The MMAP engine is run using the default settings on MongoDB 3.0.1.

Timeseries Simulation

timeseries scenario results

Statistics Value
Runtime 30.253 seconds
Mean 1.06 milliseconds
Standard Deviation 1.588 milliseconds
75 percentile 1.246 milliseconds
95 percentile 1.502 milliseconds
99 percentile 1.815 milliseconds
Minimum 0.448 milliseconds
Maximum 57.48 milliseconds

Notice that the 2000 users per second impacts the minimum and maximum as well as the average query time quite a bit.

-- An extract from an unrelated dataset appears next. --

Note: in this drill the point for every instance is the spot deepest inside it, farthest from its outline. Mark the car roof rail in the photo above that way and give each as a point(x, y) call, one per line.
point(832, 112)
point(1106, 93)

The WiredTiger engine is run using the default settings on MongoDB 3.0.1.

Timeseries Simulation

metadata scenario results

Statistics Value
Runtime 30.08 seconds
Mean 1.108 milliseconds
Standard Deviation 0.401 milliseconds
75 percentile 1.341 milliseconds
95 percentile 1.871 milliseconds
99 percentile 2.477 milliseconds
Minimum 0.513 milliseconds
Maximum 5.481 milliseconds

As expected there is not much difference between the MMAP and WiredTiger storage engines when it’s a read only workload.


Preallocating documents helps MongoDB minimize the document moves in memory, reduce disk IO, and lower fragmentation on disk and in memory. This is especially true for the MMAP storage engine.